There’s a scene in the recently rebooted 21 Jump Street where Channing Tatum and Jonah Hill are going back to school. They look around at all the cliches and quickly identify what they thought were the cool kids. Now back in their days the cool kids were these rude kids who don’t give a fuck and smoke and drink and skip classes but when they happen on these kids, they are all about saving the earth and stuff. Times have changed. It was a weird, funny and true scene.

Which brings me to Shame. They are young, they are brash, they are in your face. When you take a look at them on stage, it’s not entirely far fetched to say they look like they came out of a time warp from London in 1979. Some bands just have it. Shame has that presence. They are awesome.

Lead singer Charlie Steen paces on stage, he sneers menacingly at the crowd. When you see him on stage, you really come to terms with the fact that some people were born to be singers. He is one of them. The way he carries himself, the way he grabs the mic as he spits out his songs, and the way he switches hands manically on the mic. It’s all mesmerizing and it’s incredibly hard not to get into it when you are there. His presence is intense and that intensity spreads throughout the crowd.

This is great, because Shame plays a really aggressive brand of post punk rock music. By the time the second song hit, the mosh pit was flowing, moving faster and faster to match the pace of the drums with the crowd feeding off the energy of the band (or vice versa). It was getting chaotic.

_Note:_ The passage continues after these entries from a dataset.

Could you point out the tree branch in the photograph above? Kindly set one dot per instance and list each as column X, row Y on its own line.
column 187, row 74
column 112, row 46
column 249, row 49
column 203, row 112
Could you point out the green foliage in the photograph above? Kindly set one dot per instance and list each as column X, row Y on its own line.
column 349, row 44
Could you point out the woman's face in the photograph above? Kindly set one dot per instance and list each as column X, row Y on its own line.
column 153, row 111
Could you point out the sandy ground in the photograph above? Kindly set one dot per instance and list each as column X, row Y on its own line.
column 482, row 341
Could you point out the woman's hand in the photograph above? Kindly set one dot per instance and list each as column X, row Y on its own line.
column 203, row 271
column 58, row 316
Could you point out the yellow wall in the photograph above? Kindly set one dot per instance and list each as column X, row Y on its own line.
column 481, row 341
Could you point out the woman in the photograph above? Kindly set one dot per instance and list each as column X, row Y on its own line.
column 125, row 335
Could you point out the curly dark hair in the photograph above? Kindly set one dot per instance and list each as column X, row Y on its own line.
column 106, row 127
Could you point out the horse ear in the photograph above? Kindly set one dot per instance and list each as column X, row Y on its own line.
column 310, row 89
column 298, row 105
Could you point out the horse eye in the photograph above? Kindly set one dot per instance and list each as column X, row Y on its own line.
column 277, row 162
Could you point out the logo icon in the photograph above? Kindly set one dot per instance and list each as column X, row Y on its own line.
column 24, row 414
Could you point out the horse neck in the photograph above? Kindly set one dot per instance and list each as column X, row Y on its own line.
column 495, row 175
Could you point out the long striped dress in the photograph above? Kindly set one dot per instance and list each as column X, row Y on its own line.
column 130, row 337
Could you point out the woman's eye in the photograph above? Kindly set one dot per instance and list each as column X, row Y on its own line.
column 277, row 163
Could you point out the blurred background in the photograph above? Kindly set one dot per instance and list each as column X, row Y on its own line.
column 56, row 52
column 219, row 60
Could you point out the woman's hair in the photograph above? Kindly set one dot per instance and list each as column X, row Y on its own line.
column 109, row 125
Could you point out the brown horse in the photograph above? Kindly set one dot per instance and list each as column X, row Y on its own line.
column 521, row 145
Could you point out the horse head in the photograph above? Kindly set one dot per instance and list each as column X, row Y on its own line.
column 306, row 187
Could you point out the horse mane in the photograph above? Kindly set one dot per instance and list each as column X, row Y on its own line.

Which brings me back to the top. These kids seem like good kids – during a mid song break, Charlie Steen reminded the crowd that this was just all entertainment, but everyone should be allowed to have a good time, and that we shouldn’t all be that aggressive to each other. It was an odd thing for a band that incites such an intense crowd to say, but I thought it was pretty cool.

Anyways, Shame is awesome live. They have big loud guitar songs, a hell of a presence on stage and just this vital energy about them that makes you wish you were young and fun again.